In October 2011, we did a computer search for studies of sickle cell anemia and birth control methods with hormones. We did not find any new trials during the update. Previously, we found one trial of 25 women with sickle cell anemia. This study found that women were less likely to have bone pain while using the injectable birth control known as Depo (a progestin contraceptive). There were no reported serious side effects of Depo.
Since only one study has been done using just a progestin, we have little information about the use of hormonal birth control by women with sickle cell anemia. Depo appears to be a safe birth control option and may reduce the frequency of bone pain.
The limited available data suggest that DMPA is a safe contraceptive option for women in SS disease. In addition to providing effective contraception, DMPA may reduce sickle pain crises.
Whether steroid contraceptives are appropriate for women with homozygous sickle cell (SS) disease remains unresolved. Historically, women with sickle cell disease have experienced difficult pregnancies, characterized by high rates of maternal mortality and morbidity and poor infant outcomes. Unresolved questions about steroidal contraceptives in women with sickle cell disease include whether using them may promote blood clots.
To assess the safety of steroid hormones in this setting, we retrieved and analyzed all randomized controlled trials that examined steroid hormones for contraception in women with SS disease.

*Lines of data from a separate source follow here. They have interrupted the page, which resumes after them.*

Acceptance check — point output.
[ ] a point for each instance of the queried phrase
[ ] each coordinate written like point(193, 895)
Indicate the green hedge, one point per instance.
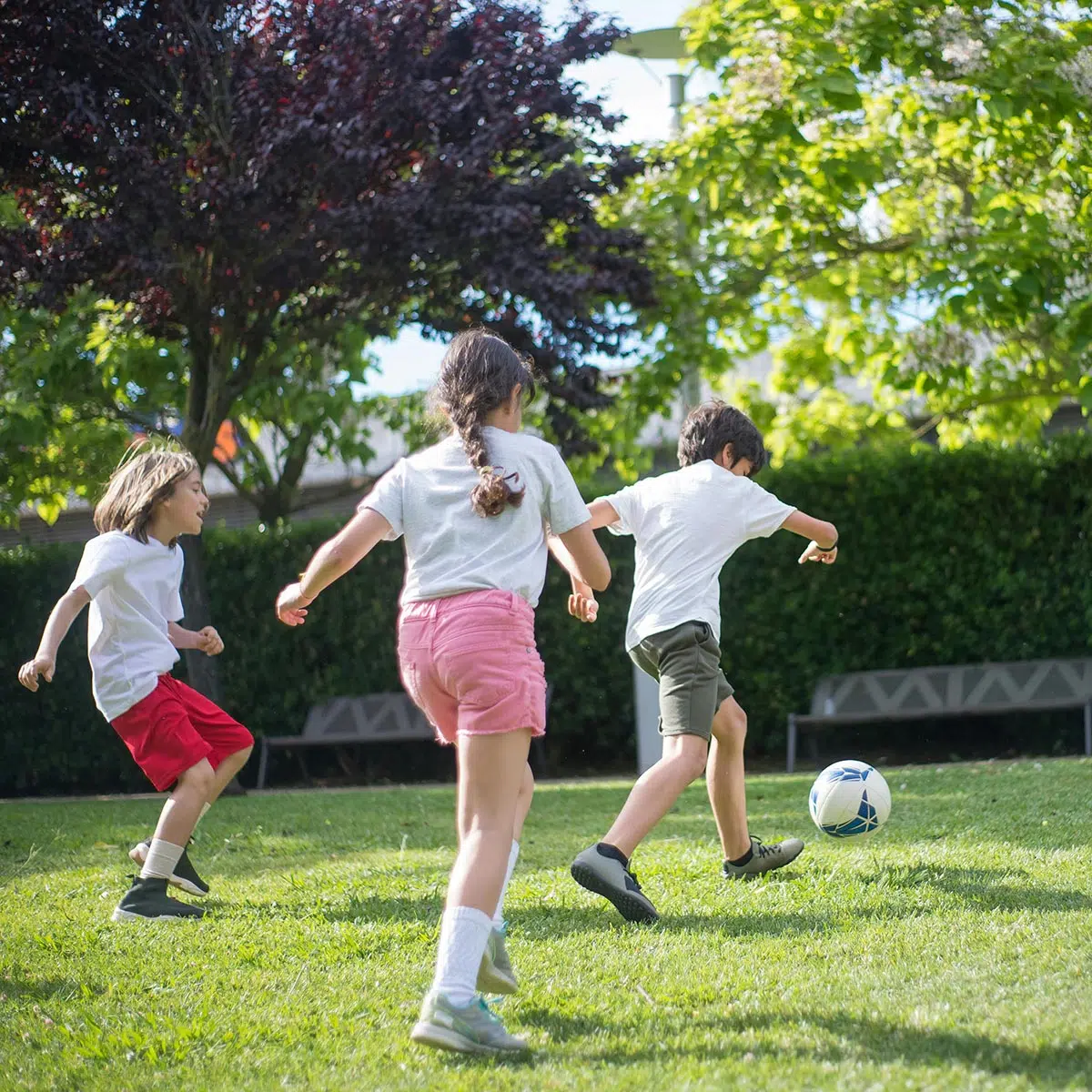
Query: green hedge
point(960, 557)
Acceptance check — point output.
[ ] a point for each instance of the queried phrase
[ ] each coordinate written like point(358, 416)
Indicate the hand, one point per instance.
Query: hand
point(582, 603)
point(814, 554)
point(292, 605)
point(39, 665)
point(208, 642)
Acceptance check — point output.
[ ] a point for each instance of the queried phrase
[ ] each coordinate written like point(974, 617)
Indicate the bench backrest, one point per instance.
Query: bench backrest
point(375, 716)
point(980, 688)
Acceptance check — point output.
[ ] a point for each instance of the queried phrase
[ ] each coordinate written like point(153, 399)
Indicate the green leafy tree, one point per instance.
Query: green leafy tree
point(895, 199)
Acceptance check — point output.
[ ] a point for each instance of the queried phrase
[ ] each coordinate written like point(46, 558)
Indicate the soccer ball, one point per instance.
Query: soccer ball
point(849, 798)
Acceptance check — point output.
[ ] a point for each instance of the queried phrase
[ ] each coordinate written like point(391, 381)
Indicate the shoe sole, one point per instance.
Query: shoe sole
point(490, 981)
point(631, 907)
point(773, 868)
point(178, 882)
point(448, 1038)
point(128, 915)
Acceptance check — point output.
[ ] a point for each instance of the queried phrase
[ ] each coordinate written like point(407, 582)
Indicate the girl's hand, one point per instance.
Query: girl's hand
point(814, 552)
point(582, 603)
point(210, 642)
point(292, 605)
point(39, 665)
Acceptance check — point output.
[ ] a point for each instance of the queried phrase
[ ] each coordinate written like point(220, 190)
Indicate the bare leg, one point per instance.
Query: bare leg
point(228, 769)
point(491, 769)
point(724, 779)
point(656, 791)
point(183, 809)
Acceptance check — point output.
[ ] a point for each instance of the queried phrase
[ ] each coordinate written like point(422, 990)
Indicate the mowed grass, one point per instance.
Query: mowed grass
point(950, 950)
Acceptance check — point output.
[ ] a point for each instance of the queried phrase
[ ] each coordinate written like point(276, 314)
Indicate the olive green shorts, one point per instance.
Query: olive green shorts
point(687, 663)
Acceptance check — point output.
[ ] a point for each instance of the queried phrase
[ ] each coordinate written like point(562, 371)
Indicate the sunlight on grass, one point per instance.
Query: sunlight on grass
point(953, 949)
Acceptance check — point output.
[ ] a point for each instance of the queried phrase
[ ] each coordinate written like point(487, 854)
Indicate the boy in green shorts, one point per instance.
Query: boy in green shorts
point(686, 525)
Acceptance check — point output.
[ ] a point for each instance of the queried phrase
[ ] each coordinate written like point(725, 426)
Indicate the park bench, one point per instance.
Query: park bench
point(920, 693)
point(374, 719)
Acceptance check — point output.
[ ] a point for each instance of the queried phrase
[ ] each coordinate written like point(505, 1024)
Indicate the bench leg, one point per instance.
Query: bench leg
point(263, 763)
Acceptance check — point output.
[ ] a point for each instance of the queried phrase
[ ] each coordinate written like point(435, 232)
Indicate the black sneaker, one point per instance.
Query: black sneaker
point(612, 879)
point(185, 875)
point(147, 900)
point(764, 858)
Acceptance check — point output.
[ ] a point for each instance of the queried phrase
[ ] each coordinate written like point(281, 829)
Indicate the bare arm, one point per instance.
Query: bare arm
point(582, 557)
point(60, 621)
point(824, 535)
point(330, 562)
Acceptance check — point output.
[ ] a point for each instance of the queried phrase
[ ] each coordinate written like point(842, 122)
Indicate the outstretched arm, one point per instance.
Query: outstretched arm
point(331, 561)
point(824, 535)
point(60, 621)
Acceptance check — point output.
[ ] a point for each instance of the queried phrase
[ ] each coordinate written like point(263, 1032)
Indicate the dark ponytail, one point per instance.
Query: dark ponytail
point(479, 374)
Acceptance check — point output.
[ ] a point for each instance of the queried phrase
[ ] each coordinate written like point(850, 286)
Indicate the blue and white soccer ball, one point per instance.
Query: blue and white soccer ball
point(850, 798)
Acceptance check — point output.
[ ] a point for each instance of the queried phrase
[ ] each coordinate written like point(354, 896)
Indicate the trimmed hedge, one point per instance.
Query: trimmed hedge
point(959, 557)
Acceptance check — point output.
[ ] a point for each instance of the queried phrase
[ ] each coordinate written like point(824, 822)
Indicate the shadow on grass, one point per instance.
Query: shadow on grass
point(851, 1038)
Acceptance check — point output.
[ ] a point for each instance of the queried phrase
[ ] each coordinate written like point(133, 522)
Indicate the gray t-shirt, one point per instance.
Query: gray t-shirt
point(450, 549)
point(687, 524)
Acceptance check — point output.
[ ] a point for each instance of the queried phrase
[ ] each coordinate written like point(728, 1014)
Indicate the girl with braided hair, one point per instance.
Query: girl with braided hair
point(475, 511)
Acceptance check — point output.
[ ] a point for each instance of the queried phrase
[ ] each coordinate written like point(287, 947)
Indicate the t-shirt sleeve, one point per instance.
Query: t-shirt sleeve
point(104, 558)
point(627, 503)
point(565, 508)
point(175, 610)
point(388, 498)
point(765, 513)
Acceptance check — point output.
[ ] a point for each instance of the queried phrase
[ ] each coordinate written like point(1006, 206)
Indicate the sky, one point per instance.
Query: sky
point(634, 88)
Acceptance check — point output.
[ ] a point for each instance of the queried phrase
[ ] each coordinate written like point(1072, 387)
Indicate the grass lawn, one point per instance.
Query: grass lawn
point(950, 950)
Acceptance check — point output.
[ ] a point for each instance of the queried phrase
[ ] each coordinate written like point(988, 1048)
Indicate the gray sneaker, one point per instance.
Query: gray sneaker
point(496, 975)
point(764, 858)
point(473, 1029)
point(612, 879)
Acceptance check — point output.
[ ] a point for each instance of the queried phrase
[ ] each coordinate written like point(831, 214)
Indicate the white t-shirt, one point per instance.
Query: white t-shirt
point(687, 524)
point(135, 591)
point(450, 549)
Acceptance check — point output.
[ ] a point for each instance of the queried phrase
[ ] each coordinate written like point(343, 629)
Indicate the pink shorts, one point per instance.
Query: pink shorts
point(174, 727)
point(470, 664)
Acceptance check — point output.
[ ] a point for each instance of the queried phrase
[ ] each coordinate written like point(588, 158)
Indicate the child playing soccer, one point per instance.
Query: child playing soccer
point(686, 525)
point(131, 574)
point(473, 511)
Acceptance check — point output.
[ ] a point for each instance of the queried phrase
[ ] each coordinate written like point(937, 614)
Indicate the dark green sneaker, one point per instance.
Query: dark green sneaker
point(472, 1029)
point(147, 901)
point(496, 975)
point(764, 858)
point(185, 875)
point(612, 879)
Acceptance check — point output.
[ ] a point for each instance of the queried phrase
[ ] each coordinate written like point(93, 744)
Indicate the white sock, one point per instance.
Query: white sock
point(498, 918)
point(464, 932)
point(161, 860)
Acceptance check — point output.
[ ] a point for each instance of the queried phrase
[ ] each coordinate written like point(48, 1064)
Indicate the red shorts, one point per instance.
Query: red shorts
point(174, 727)
point(470, 665)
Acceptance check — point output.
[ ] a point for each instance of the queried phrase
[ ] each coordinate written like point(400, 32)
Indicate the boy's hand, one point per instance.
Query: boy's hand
point(208, 642)
point(292, 605)
point(582, 603)
point(39, 665)
point(814, 552)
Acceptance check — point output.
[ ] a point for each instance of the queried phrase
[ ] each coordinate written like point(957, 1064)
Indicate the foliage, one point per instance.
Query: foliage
point(893, 197)
point(956, 557)
point(266, 187)
point(835, 975)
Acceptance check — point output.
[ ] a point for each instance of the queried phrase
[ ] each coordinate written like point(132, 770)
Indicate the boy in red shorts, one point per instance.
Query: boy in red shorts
point(131, 574)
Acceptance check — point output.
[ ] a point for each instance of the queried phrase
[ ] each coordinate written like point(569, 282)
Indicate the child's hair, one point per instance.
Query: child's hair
point(146, 476)
point(478, 375)
point(715, 424)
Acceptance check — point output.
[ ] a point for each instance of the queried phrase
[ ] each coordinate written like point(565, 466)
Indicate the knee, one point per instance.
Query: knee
point(730, 726)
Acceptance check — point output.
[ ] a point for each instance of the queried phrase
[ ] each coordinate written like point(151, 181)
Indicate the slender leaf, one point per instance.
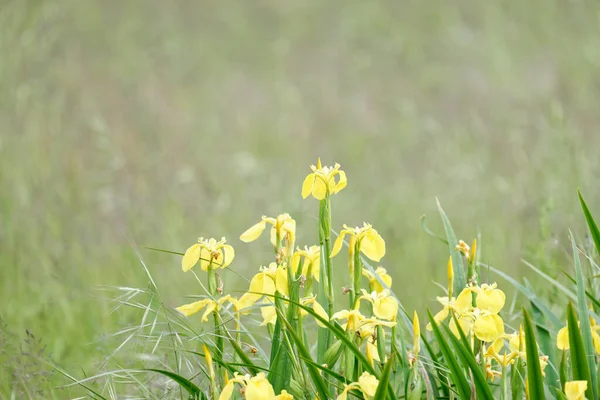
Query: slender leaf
point(579, 365)
point(584, 318)
point(385, 379)
point(457, 374)
point(591, 222)
point(466, 356)
point(460, 280)
point(535, 380)
point(192, 389)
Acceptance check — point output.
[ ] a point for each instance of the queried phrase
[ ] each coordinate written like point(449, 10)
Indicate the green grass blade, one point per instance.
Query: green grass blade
point(466, 356)
point(591, 222)
point(316, 377)
point(589, 295)
point(460, 280)
point(584, 318)
point(192, 389)
point(456, 370)
point(384, 381)
point(535, 379)
point(579, 365)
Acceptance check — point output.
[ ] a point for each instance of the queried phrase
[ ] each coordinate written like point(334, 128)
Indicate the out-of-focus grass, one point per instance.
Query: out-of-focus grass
point(153, 123)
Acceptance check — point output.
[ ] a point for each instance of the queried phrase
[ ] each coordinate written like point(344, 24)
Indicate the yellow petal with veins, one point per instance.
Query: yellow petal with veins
point(307, 185)
point(259, 388)
point(319, 190)
point(337, 246)
point(191, 256)
point(253, 232)
point(228, 255)
point(562, 338)
point(372, 245)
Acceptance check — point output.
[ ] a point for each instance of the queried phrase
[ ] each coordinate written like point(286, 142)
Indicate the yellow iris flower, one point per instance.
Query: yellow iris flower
point(255, 388)
point(283, 227)
point(309, 258)
point(210, 305)
point(575, 390)
point(209, 252)
point(370, 243)
point(367, 384)
point(374, 283)
point(322, 181)
point(384, 305)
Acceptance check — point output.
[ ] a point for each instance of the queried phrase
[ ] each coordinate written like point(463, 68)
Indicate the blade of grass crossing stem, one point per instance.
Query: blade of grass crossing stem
point(579, 365)
point(589, 295)
point(584, 318)
point(192, 389)
point(466, 356)
point(535, 380)
point(384, 381)
point(316, 377)
point(591, 222)
point(456, 371)
point(459, 272)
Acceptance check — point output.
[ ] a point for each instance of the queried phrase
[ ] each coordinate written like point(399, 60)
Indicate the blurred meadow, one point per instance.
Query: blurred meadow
point(151, 123)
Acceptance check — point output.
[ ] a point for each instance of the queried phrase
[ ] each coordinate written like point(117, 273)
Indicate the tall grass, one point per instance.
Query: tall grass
point(136, 125)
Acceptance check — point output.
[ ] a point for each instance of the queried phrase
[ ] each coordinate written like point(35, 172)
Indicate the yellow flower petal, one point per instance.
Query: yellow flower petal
point(320, 312)
point(227, 391)
point(253, 232)
point(337, 246)
point(343, 180)
point(191, 256)
point(319, 189)
point(575, 390)
point(307, 185)
point(368, 384)
point(281, 281)
point(259, 388)
point(205, 257)
point(372, 245)
point(228, 255)
point(562, 338)
point(284, 395)
point(488, 327)
point(490, 299)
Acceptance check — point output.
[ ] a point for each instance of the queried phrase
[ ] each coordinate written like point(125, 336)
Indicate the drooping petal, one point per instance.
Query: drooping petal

In October 2011, we searched the computerized databases CENTRAL, MEDLINE and POPLINE for randomized controlled trials of steroid hormone use for contraception in women with SS disease. We added searches of ClinicalTrials.gov and ICTRP for recent trials. For the initial review, we also searched EMBASE and examined the reference list of each trial as well as that of review articles.
We included any randomized controlled trial in any language that compared steroid hormones for contraception with another contraceptive or placebo. Frequency or intensity of sickle pain crises must have been reported as an outcome.
We assessed for inclusion all titles and abstracts found. We evaluated the methodological quality of the trial found for potential biases by qualitatively assessing the study design, randomization method, allocation concealment, blinding, premature discontinuation rates, and loss to follow-up rates. We entered trial results in RevMan and reported Peto odds ratios with 95% confidence intervals for dichotomous outcomes, such as occurrence of sickle pain crises.
Only one trial met the inclusion criteria. Twenty-five patients were randomized to three monthly depo-medroxyprogesterone acetate (DMPA) or intramuscular saline placebo injections in a crossover design. A six-month washout period was implemented before the crossover; however, pharmacological evidence indicates that levels of DMPA may be detected for more than 200 days after the injection. During DMPA use, women were less likely to experience painful sickle episodes (OR 0.23; 95% CI 0.05 to 1.02). No trial involved estrogen products. We did not find any new trials during the update.